15 Beni öldürecek, umudum kalmadı, Hiç olmazsa yürüdüğüm yolun doğruluğunu yüzüne karşı savunayım.
He aquí que él me matará. No tengo ninguna esperanza. Sin embargo, mantendré mis caminos ante él.
16 Aslında bu benim kurtuluşum olacak, Çünkü tanrısız bir adam O'nun karşısına çıkamaz.
Esta también será mi salvación, que un hombre sin Dios no se presentará ante él.
17 Sözlerimi iyi dinleyin, Kulaklarınızdan çıkmasın söyleyeceklerim.
Escucha atentamente mi discurso. Que mi declaración esté en tus oídos.
18 İşte davamı hazırladım, Haklı çıkacağımı biliyorum.
Mira ahora, he puesto mi causa en orden. Sé que soy justo.
19 Kim suçlayacak beni? Biri varsa susar, son soluğumu veririm.
¿Quién es el que va a contender conmigo? Porque entonces callaría y dejaría el espíritu.
20 “Yalnız şu iki şeyi lütfet, Tanrım, O zaman kendimi senden gizlemeyeceğim:
“Sólo no me hagas dos cosas, entonces no me esconderé de tu rostro:
21 Elini üstümden çek Ve dehşetinle beni yıldırma.
retira tu mano lejos de mí, y no dejes que tu terror me haga temer.
22 Sonra beni çağır, yanıtlayayım, Ya da bırak ben konuşayım, sen yanıtla.
Entonces llama, y yo responderé, o déjame hablar, y tú me respondes.
23 Suçlarım, günahlarım ne kadar? Bana suçumu, günahımı göster.

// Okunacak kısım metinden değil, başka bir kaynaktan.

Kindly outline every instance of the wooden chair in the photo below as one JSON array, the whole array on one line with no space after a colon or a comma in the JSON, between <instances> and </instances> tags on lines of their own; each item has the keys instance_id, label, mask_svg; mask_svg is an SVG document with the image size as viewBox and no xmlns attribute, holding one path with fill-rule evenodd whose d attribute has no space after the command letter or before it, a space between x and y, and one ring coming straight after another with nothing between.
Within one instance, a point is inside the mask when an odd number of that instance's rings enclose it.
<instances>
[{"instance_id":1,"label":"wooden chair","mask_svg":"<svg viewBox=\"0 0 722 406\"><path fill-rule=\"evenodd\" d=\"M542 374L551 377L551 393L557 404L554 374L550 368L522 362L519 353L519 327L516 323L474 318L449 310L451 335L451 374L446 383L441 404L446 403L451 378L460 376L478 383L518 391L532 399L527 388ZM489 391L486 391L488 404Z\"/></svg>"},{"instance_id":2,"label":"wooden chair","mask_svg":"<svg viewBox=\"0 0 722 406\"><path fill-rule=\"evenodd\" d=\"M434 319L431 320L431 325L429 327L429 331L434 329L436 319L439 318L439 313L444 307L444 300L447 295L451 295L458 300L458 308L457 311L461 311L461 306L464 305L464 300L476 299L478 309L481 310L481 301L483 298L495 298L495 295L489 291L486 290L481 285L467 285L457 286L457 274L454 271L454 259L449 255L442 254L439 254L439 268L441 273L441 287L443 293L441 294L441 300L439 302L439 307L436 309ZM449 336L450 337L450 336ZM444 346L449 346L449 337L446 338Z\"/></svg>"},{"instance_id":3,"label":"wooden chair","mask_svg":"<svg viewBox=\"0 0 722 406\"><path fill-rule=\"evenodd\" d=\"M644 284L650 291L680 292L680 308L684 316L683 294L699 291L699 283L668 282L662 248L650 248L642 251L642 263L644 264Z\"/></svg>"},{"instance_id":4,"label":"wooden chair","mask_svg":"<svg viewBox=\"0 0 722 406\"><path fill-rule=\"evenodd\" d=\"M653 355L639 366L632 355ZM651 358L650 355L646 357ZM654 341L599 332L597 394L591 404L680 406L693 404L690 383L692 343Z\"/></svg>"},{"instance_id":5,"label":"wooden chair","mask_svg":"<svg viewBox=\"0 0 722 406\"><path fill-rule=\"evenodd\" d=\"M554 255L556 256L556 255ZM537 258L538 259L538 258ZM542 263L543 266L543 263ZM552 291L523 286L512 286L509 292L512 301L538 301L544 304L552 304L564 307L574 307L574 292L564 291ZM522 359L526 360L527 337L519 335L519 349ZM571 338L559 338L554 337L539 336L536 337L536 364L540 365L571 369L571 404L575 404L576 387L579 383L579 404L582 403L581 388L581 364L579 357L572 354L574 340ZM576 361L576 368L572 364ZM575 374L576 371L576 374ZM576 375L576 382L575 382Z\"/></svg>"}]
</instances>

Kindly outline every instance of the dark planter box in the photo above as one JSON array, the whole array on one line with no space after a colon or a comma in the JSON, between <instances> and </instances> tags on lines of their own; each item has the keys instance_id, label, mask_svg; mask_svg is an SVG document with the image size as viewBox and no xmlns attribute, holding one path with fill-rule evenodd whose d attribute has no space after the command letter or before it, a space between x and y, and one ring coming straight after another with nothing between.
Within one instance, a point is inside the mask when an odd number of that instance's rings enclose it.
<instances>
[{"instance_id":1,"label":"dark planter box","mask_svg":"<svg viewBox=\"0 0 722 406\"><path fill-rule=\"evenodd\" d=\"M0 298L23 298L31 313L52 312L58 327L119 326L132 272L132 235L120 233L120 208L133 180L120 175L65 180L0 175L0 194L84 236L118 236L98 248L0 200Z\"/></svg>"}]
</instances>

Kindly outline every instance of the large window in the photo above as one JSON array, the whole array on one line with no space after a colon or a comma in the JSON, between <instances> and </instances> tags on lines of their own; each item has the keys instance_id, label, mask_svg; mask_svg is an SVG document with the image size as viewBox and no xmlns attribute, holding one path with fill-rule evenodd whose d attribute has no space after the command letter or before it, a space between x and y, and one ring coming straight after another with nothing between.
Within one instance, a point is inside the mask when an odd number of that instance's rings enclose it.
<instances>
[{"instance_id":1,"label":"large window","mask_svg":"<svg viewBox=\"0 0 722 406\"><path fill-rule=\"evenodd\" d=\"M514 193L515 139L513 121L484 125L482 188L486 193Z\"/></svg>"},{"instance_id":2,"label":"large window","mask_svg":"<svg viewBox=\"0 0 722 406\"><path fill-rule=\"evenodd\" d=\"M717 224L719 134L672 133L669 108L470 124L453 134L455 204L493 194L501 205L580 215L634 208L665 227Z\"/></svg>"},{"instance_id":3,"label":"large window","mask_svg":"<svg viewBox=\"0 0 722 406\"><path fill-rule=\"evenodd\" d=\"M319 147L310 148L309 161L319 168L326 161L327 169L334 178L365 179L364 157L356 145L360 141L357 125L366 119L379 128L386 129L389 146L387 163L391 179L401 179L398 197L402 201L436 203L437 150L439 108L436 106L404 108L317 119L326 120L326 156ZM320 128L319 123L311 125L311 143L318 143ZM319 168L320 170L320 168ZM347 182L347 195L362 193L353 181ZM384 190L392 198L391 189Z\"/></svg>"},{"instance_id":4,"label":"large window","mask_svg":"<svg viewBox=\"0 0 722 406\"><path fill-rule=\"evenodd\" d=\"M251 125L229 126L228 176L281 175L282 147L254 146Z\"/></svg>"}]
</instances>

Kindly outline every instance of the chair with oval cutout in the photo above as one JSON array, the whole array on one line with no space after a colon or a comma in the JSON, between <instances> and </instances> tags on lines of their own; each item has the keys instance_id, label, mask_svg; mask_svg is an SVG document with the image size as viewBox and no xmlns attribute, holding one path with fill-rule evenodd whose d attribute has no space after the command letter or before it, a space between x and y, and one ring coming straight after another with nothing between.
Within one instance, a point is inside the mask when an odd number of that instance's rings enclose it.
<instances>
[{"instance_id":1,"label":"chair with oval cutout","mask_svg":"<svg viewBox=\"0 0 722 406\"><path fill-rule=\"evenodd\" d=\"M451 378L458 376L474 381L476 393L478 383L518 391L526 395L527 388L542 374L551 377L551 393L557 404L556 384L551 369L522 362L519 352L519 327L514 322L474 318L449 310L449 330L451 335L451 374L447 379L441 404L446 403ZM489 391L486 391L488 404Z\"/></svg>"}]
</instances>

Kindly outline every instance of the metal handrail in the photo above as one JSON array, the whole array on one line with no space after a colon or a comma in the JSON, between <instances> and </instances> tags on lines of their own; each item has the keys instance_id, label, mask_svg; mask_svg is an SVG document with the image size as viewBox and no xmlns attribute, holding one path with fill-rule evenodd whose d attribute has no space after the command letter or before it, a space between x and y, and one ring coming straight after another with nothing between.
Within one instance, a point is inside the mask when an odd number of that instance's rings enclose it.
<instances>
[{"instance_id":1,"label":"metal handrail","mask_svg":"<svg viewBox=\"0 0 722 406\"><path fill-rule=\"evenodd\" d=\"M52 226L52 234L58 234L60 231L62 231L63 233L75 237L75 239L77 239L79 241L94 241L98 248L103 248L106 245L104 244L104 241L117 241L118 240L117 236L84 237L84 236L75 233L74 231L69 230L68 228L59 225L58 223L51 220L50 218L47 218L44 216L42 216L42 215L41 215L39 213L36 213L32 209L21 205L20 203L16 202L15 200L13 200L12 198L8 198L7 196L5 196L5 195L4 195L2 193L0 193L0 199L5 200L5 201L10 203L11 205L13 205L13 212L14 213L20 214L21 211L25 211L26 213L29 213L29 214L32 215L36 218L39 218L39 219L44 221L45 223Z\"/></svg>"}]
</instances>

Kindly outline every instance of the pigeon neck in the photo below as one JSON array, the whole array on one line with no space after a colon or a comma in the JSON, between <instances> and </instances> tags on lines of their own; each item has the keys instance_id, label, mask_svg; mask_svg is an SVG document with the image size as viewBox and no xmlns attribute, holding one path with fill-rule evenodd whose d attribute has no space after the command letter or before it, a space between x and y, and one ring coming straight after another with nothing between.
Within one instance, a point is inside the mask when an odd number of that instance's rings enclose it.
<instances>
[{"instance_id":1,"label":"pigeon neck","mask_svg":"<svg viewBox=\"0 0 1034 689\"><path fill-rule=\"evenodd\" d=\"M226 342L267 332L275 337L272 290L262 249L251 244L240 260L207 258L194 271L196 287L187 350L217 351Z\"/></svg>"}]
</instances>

¿Cuántas son mis iniquidades y pecados? Hazme conocer mi desobediencia y mi pecado.
24 Niçin yüzünü gizliyorsun, Beni düşman gibi görüyorsun?
¿Por qué ocultas tu rostro? ¿y me consideras tu enemigo?
25 Rüzgarın sürüklediği yaprağa dönmüşüm, Beni mi korkutacaksın? Kuru samanı mı kovalayacaksın?
¿Acosarías a una hoja manejada? ¿Perseguirás el rastrojo seco?
26 Çünkü hakkımda acı şeyler yazıyor, Gençliğimde işlediğim günahları bana miras veriyorsun.
Porque escribes cosas amargas contra mí, y hazme heredar las iniquidades de mi juventud.
27 Ayaklarımı tomruğa vuruyor, Yollarımı gözetliyor, İzimi sürüyorsun.
También pusiste mis pies en el cepo, y marca todos mis caminos. Me has atado a las plantas de los pies,
28 “Oysa insan telef olmuş, çürük bir şey, Güve yemiş giysi gibidir.
aunque me estoy descomponiendo como una cosa podrida, como una prenda apolillada.